Carrot soup in a bowl with coriander and tahini swirls.

Butter beans hold the top spot among my preferred soup components! This carrot butter bean soup has the perfect balance of sweetness and savouriness, and really warms you up from the inside out.

It’s creamy, rich in flavour, and has a subtle spice kick from the coriander and turmeric. Everything is cooked until soft then blended with a little lemon juice to bring out all the flavours. I love serving mine with a swirl of tahini, coriander (cilantro), toasted sesame seeds and toasted pita bread. It’s so comforting, just like a hug in a bowl.

Carrot soup in a bowl with pita bread. Coriander and tahini swirled on top.

Ingredients you’ll need:

All you need to make this carrot butter bean soup recipe are 8 simple, healthy ingredients.

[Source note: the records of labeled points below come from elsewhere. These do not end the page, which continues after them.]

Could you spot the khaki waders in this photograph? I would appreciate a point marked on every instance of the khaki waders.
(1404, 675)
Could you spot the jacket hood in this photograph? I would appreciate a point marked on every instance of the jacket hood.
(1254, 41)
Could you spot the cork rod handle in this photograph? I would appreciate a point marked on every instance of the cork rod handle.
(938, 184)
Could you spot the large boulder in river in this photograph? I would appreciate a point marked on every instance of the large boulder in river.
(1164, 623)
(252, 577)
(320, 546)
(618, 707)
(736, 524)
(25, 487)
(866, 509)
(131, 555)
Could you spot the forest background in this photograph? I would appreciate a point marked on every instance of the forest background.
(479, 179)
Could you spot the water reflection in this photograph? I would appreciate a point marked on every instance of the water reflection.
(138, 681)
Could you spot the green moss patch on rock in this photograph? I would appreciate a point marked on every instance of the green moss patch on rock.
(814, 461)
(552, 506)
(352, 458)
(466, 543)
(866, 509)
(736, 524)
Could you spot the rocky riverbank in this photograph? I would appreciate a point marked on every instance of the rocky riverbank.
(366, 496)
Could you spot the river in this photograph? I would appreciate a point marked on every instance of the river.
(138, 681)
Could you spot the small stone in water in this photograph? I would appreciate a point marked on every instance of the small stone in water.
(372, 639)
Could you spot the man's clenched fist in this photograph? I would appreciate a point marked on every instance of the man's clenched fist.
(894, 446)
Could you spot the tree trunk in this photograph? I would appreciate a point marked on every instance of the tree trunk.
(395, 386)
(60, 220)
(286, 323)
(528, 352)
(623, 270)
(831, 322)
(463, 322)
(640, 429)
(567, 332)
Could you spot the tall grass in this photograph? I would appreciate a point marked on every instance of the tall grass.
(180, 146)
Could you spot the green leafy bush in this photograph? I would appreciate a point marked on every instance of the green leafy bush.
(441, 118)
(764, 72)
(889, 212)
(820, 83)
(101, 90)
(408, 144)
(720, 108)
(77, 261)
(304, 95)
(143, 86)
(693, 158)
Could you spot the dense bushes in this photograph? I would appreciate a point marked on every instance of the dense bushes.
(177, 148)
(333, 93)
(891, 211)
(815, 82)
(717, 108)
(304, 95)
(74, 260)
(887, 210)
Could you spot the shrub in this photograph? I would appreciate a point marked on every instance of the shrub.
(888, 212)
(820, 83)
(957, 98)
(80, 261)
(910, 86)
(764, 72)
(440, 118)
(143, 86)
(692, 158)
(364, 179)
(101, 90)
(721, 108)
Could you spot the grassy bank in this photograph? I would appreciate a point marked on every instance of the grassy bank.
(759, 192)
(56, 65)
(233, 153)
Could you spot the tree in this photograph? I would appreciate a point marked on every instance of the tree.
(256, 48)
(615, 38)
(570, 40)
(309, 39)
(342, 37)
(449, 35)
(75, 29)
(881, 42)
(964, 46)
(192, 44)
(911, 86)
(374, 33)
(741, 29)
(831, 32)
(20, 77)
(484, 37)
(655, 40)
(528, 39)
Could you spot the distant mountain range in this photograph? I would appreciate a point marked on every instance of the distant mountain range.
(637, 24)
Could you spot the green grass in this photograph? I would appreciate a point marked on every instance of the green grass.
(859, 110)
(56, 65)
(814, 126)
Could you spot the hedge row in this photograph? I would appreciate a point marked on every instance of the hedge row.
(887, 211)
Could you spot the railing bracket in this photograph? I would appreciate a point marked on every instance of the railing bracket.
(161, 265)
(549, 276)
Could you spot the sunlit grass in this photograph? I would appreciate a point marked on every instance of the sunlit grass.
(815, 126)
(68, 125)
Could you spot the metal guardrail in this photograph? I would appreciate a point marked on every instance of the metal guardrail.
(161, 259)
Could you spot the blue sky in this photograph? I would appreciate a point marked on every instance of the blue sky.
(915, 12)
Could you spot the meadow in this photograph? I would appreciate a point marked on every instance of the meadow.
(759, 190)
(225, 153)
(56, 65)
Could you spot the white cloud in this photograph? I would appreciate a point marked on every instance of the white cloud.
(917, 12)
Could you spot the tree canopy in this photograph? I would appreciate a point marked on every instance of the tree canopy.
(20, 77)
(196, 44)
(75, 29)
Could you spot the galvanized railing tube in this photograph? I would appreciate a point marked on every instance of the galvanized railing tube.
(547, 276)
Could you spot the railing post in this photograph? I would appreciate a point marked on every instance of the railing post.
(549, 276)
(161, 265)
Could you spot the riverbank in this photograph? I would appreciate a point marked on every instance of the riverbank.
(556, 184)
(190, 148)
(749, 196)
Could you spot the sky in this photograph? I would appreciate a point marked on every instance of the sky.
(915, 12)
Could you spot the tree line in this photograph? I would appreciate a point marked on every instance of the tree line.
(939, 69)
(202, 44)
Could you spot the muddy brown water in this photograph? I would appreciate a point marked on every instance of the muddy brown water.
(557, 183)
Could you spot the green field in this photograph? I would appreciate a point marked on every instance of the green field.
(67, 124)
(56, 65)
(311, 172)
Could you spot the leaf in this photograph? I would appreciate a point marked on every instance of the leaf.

  • Carrots: You’ll require 750g (26 oz) peeled and chopped carrots, roughly equivalent to 6 large carrots.
  • White Beans: Creamy white beans add a one-two punch of protein and fibre. I prefer using butter beans however navy or cannellini beans also work great.
  • Tahini: For extra richness, we add a few tablespoons of tahini or cashew butter prior to blending the soup. Alternatively, you can add a generous scoop of Greek yogurt or coconut cream. 
  • Spices: A mix of turmeric and coriander add warm, earthy notes to the broth. If you don’t have coriander on hand, you can use ground cumin instead. 
  • Onion and garlic: You’ll need 2 cloves of garlic and a brown or yellow onion.
  • Broth: Use vegetable broth if making vegetarian, or chicken broth if otherwise.
  • Lemon

Complete list of ingredients and amounts is located on the recipe card below.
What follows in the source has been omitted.